3種の46条2項ルートの木造構造計算ソフトの対応規模

どうやら予定通り?WOOD-STもSEIN木造も11月に発売されるようですが、これでASTIMと3種類の選択肢ができます。その機能などは追々紹介していくとして、今回は、その対応規模について。

構造計算ソフトは通常、対応する規模など制限があります。木造だとグリッド数、RC造なら階数などが多いですね。では、この3本はどうでしょう??

まず、ASTIM。グリッドにとらわれず自由な形状を入力できるのがウリだけあって、建物規模などは無制限です。パソコンの性能に依存するようです。規模的に巨大なものをやることがある設計者はASTIMは安心ですね。

つぎはWOOD-ST。こちらは入力しやすくわかりやすいグリッド形式。最大150×150グリッドです。階数の制限は3階。4階建てはできないことは要注意です。スキップフロアは各階1層ずつです。わかりやすく入力しやすいですが、そのぶん制限は多いです。

最後は、SEIN木造。こちらはSEINのオプションなので、SEINのグレードによって制限を受けます。フルバージョンは無制限です。CEは柱600部材、梁1200部材、LEは柱200部材、梁400部材です。
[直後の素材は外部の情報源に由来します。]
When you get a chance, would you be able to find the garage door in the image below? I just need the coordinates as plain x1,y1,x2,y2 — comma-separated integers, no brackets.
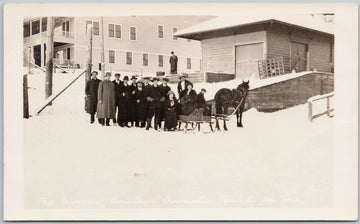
235,43,264,80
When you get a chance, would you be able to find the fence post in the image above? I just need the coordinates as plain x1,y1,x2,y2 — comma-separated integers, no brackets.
308,101,312,122
326,96,330,117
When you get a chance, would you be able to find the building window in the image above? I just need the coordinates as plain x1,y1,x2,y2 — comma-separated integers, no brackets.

S造などではLEでもかなり大きな建物ができますが、部材数が多い木造ではLEはかなり厳しい制限といえます。ちょっと大きめな建物をやるにはCE以上が必須と考えます(リリース前なのでこの制限が木造に適用されるか???今後変更があるか?は不明です)。

任意形状系との違いは、計算書としての体裁が整うことでしょう。たぶん、FAP-3とMED-3でも同じ事はできますが、あくまでそのインプットとアウトプットの出力は出ても、建物としての一貫した計算書は作れません。その意味では3ソフトとも十分省力化は可能です。あとはやりたいことと操作性と価格で選んでいけばいいと思います。
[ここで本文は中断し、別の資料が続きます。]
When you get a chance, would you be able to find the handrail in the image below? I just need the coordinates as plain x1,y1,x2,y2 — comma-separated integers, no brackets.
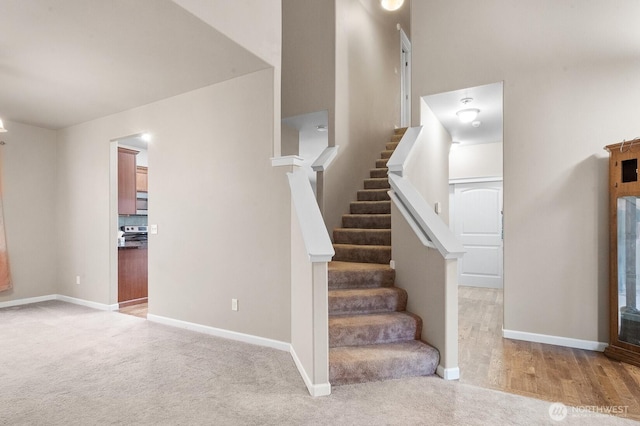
387,126,465,259
311,146,340,172
387,126,422,176
287,169,335,262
WOOD-STの、耐力壁(木造・方杖、K形ブレース、X形等)の取り扱い

なかなか構造システムのホームページに詳細が上がらないので、現時点でわかっている点をいくつか。

WOOD-ST1は木構造の46条2項ルートで壁倍率によらないことがウリの1つなのですが、KIZUKURIの対応のように壁倍率を耐力に変換しているのではなく、初めから耐力で計算することにより、より柔軟に対応できるのです。まあ壁倍率での計算でいい!という人は買わないので大丈夫だと思うのですが。

壁倍率を使わないということは、自分で各部材の耐力を算出しなければならないのは任意形状のソフトと同じですが、木造に特化することで、代表的な形状などは網羅されています。たとえば方杖。両側又は片側のみを取り扱います。応力解析したからといって、方杖と面材を併用していいのか?というのは工学的な見地から考えなければなりませんが。取り付く部材に中間接点を自動的に設けて形状通りに解析するので手軽です。非常に強いことは誰でもわかるK形ブレースも、解析できるので、通常の壁倍率で計算する上限より、強い強度で計算することができそうです。もちろん引張りブレースなども解析できますので、いろいろな戦法を考えられ、設計の幅が広がります。

材料端部は、木なので色々気になるところはあると思いますが、性能の安定化のために金物工法の金物を利用する、というのもアリだと思います。構造システムは、早期よりk-DBなる同社共通のデータベースを構築しており、既にFAP-3やMED-3では、テックワンP3プラスなどのデータが予め入っていることが知られています。実際私も使ったことがあるのですが、非常に手軽です。施工指示など細かいことを避ける為に安定した性能を確保しやすく、プレカット工場で加工可能な、金物のデータベースがついて入れば、かなり省力化できると思います。この部分に関してはアナウンスされていませんが、WOOD-STは、k-DBを標準搭載(つまりBUSなどと同じ)なので、あとは部材がどれくらい登録されているか?が、気になります。一応、告示1024号の構造用集成材・製材、鉄骨ブレース(SS400とか・・・鉄筋じゃないの??)、木造金物工法の金物(プレセッターSU、TEC-ONE P3)などが登録される予定のようです。

もちろん在来的手法であっても、データが揃えば計算できます。燃えしろ計算にも対応しているので、梁表しなど期待が膨らみますね。

なまあず日記の検索ワードで多い「方杖」「壁倍率」

意外にもトップ検索ワードは「方杖」です。対のワードは、「壁倍率」なので、木造の方杖で壁倍率を取りたい場合に検索している人が「まだ」多いようです。

方杖の強度を方杖自体で取っている・・・と思っている人が多いですが、実際は柱がある程度強くないともちません。なので105角で方杖に頼ってしまうと柱側が先に折れる結果になってしまいます。方杖取り付けにもボルトやビスなどで欠損も出てきますので計算値通りの設計って意外と難しそうです。もっとも一定の型はありますので、特異なことをしなければ問題ないと思いますが。

個人的に方杖を採用する場合は、金物構法などの性能がきちんと明記されているもので、方杖に利用できるものを採用します。例えばテックワンP3プラスのように、元々方杖での利用も考え、事例を書いているものです。ちなみにテックワンP3プラスのマニュアルには方杖フレームの計算例が書いてありました(最近のものに載っているかは知りません)。欠損も少なく取り付けて出荷してくれるので施工も手軽ですし安全性も高いです。金物が特殊なぶん、コストアップになりそうなのがネックです。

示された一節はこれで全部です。